NS: I am the Contemporary Music Industry Coordinator here at NCU. That means I direct and schedule sound techs and keep up and purchase equipment. I also mentor two school bands and teach recording classes.
KB: How did you become a band mentor?
NS: By moving a piano. I was hired as a guitar player for a Christmas concert several years ago, and got to talking with the department head about being involved as a band mentor. After the last show, I stayed to help move a piano. I later found out the man who I helped is one of the vice presidents of the university and my now-boss’s husband. Apparently that made an impression. You just never know.
KB: What previous band experience or educational training did you receive prior to becoming a mentor?
NS: I graduated from Eugene Bible College with an interdisciplinary degree, and worked as a guitar instructor for nearly nine years. In that time I picked up other instruments, taught private and group classes, and coached youth music camps during the summers. Those camps taught me how to teach, how to pick a set list, and how to plan ahead. Without my knowing it, they prepared me for what I’m doing now.
KB: How many hours do you work in a typical week?
NS: Between 45-55 hours. Being an event-based position, the madness comes and goes in waves.
KB: What parts of your job do you find most challenging?
NS: Emails! With more moving parts and more people to keep in the loop, I find I have to strategize further out to make events run smoothly. And with as much as we use technology, there are no guarantees.
KB: What is it like to work with so many different personalities? How do you handle Conflicts?
NS: I love working with college students. They are forced to learn a lot about life in a short amount of time, so I expect conflict and growing pains. The lesson I keep learning is to listen, stay humble, and always look for ways to improve. I expect the same thing from my students. From a musical standpoint, I learned a long time ago that trying an arrangement is faster than arguing about it.
KB: Are you in charge of booking/supervising gigs and if so, what does that entail/involve?
NS: I try to do less traveling and more ground work before the event nowadays. I find that if I travel, I wrap cables, I decide things, and students look to me to solve problems. I want them to do that for themselves. For big events we still need all hands on deck, but I’m learning to pull back and do the event in my mind so I can set them up to be successful.
KB: What do you find most intriguing about this career path?
NS: I see myself when I look at students.
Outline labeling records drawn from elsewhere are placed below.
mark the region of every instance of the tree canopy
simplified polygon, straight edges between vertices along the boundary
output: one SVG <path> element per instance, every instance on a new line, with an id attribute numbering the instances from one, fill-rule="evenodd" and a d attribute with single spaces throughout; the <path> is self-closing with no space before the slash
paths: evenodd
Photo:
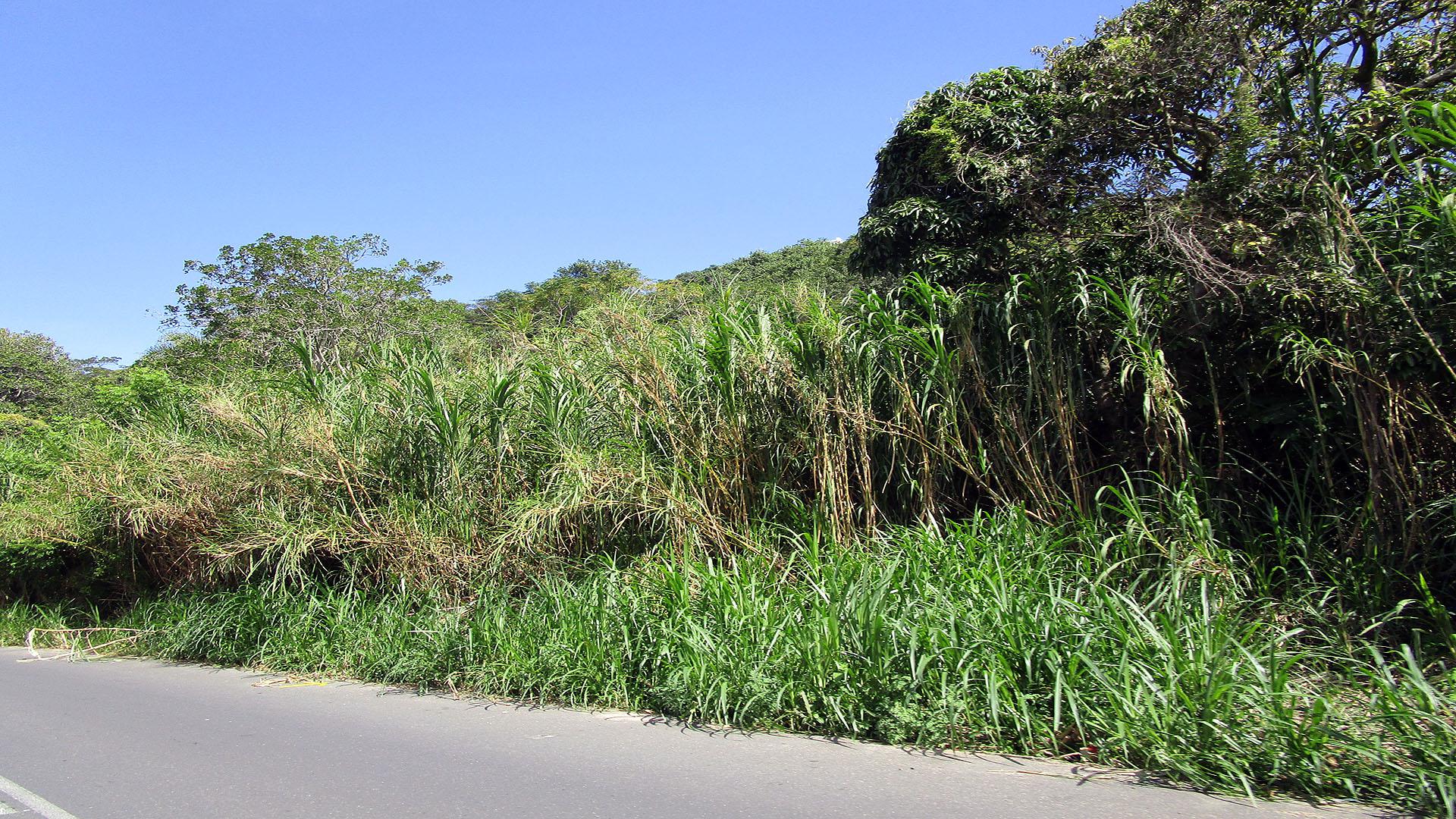
<path id="1" fill-rule="evenodd" d="M 424 319 L 437 310 L 430 289 L 450 280 L 443 264 L 361 264 L 387 254 L 389 245 L 370 233 L 347 239 L 268 233 L 240 248 L 224 246 L 215 262 L 186 262 L 198 281 L 178 286 L 167 324 L 195 328 L 208 341 L 265 361 L 298 341 L 336 361 L 386 335 L 422 332 Z"/>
I think about what I knew and didn’t know when I was in college, and I smile. I didn’t know much. If I can leave them with more skills than I had, I’ll be happy.
KB: What are some of the biggest rewards of you position?
NS: When I hear about a tech solving problems without me, or when I see a student grow in confidence in their position, I get excited.
KB: How would you describe somebody who would excel in this career? Skills needed? Personality traits?
NS: Skills-wise, you have to be a bit of a fix-it type. So I know a little bit about instrument repair, sound boards, routing, software, mixing, theory, video, lighting, painting, and counseling. I think my natural curiosity about how things work has helped. An even temperament doesn’t hurt either. Sometimes I take on the role of a heat sink for other people’s intense emotions, especially when we lose power to something.
KB: What’s most important to prepare for a role like yours?
NS: The music. I spent years learning my own instrument before I moved on to recording and tech and coaching bands. That’s my home base. I always look for a musical solution first. And then I look for gaff tape.